Much has been penned about how Facebook, Twitter, LinkedIn and other social networking tools hinder and help productivity in the enterprise.
Some users spend too much time on these Websites; others leverage them for sales and networking opportunities that boost the corporate bottom line. But what about the impact of social software and the Internet at large on users’ social lives?
It’s actually quite fine, according to new research from the Pew Research Center’s Internet & American Life Project and Elon University’s Imagining the Internet Center. Pew and Elon found that 85 percent of 895 “technology stakeholders” and pundits agreed with the premise:
“In 2020, when I look at the big picture and consider my personal friendships, marriage and other relationships, I see that the Internet has mostly been a positive force on my social world. And this will only grow more true in the future.”

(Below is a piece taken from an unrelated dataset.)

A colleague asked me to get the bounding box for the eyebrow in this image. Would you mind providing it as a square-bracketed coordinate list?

Social benefits of Internet use will far outstrip the negatives over the next decade because e-mail, social networks and other Web services offer low-friction ways to forge and rediscover social ties that make a difference in people’s lives.
While this may smack of new-age truism, the Web can lower the communications constraints of cost, geography and time while allowing people to share tremendous amounts of data.
Facebook, Twitter and LinkedIn are free, as are Google’s many socially infused applications, such as Google Docs, YouTube, Google Buzz and Google Latitude.
Google and Yahoo proved that such Internet companies can pair content and services with online advertising to offer their services gratis for users.
In short, the barrier to entry is low while the personal satisfaction derived from using the Web services is high. If this wasn’t the case, people wouldn’t go there.
Case in point: MySpace. Once the largest social network in the world, the Website has lost relevance while Facebook’s membership has soared to 500 million users.
Of course, there are cons to the many pros. Obvious arguments against social tools are that spending too much time on the Web decreases the number of face-to-face relationships, stymies exposure to new ideas (the walled garden within the network idea) and threatens to erode privacy.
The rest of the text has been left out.